"We want to do what we can to stem contagion..."

Showboat

It's been a banner month for billionaire crypto whisperer Sam Bankman-Fried, and now he's hinting at some provocative next moves.

In an interview with The Wall Street Journal, the CEO and founder of the cryptocurrency exchange FTX he intends to spend a full $1 billion bailing out the ailing crypto industry. Whether the bet will pay off for the 30-year-old, who's worth $11.9 billion now and was worth more than double that last year, is anyone's guess. But after providing a $400 million loan to BlockFi and buying the entire exchange Liquid after it was hit by a huge hack, he's certainly putting his money where his mouth is.
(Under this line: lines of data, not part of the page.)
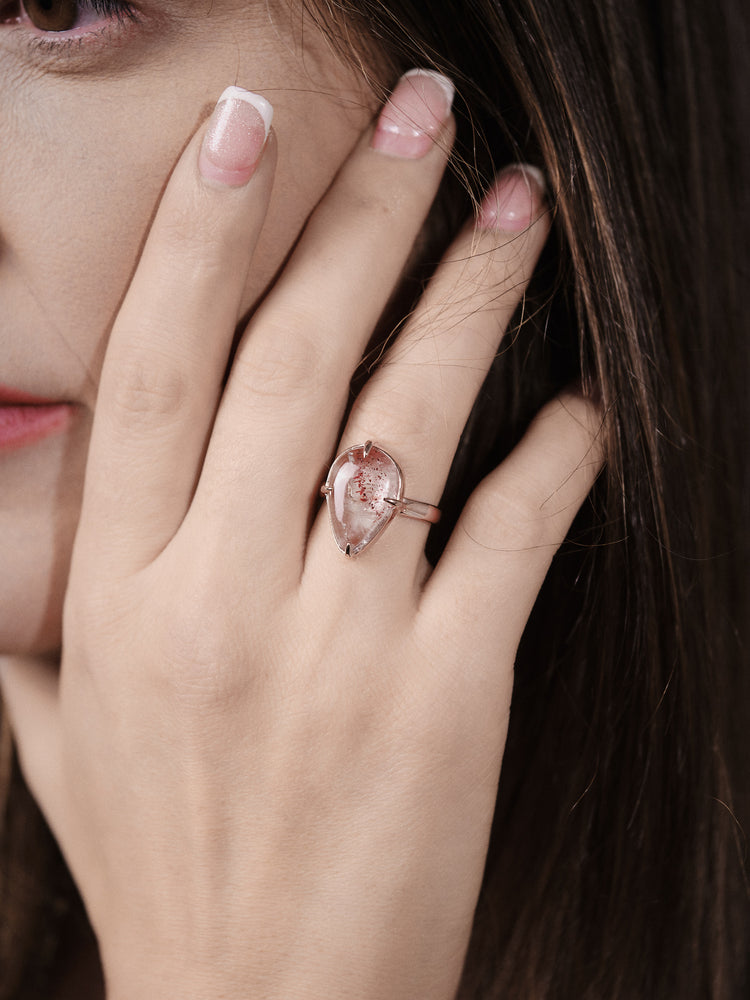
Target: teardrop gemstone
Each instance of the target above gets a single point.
(358, 483)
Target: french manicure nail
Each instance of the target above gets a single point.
(235, 137)
(513, 200)
(414, 115)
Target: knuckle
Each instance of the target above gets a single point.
(507, 519)
(288, 366)
(144, 392)
(400, 413)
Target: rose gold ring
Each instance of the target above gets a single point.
(364, 492)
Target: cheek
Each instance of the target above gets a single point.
(81, 190)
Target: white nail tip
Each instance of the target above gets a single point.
(448, 88)
(261, 105)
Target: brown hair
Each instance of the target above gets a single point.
(615, 868)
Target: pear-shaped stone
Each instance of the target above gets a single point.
(359, 484)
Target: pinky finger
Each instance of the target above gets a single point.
(514, 523)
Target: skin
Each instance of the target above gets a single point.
(86, 146)
(286, 779)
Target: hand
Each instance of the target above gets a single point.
(272, 769)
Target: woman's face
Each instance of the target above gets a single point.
(92, 120)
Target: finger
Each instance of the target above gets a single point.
(30, 694)
(282, 408)
(417, 404)
(489, 576)
(168, 350)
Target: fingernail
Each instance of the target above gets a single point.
(513, 200)
(235, 137)
(414, 115)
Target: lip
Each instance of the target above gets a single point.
(26, 419)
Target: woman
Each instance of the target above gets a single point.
(271, 769)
"We want to do what we can to stem contagion, and sometimes that’s going to mean that we try to help out in cases where it’s not enough," Bankman-Fried told the newspaper. "If that never happened, I’d feel that we were being way too conservative."

Bail Bondsman

Bankman-Fried, who's garnered headlines for everything from becoming a political megadonor to apparently being uninsured, told the paper that although he believes the worst of the industry's ills have been "flushed out of the system," he's betting a billion dollars that he can save it from further self-harm.

FTX executive Ramnik Arora told the WSJ, that the company fielded calls from more than two dozen doomed crypto firms seeking Bankman-Fried's generosity. Among the callers, Arora claims, was the now-infamous Celsius exchange, whose withdrawal suspension is believed to have caused much of the whole domino effect crypto crash in the first place.

And it doesn't end there. Bankman-Fried told the paper that FTX keeps "a few billion" in US dollars to cut deals, though he wasn't specific about what further bailouts he's planning.

Like in traditional finance, confidence is everything in the crypto world. If this 30-year-old billionaire's sangfroid is to be believed, the industry only needs a billion dollars worth of help to bounce back.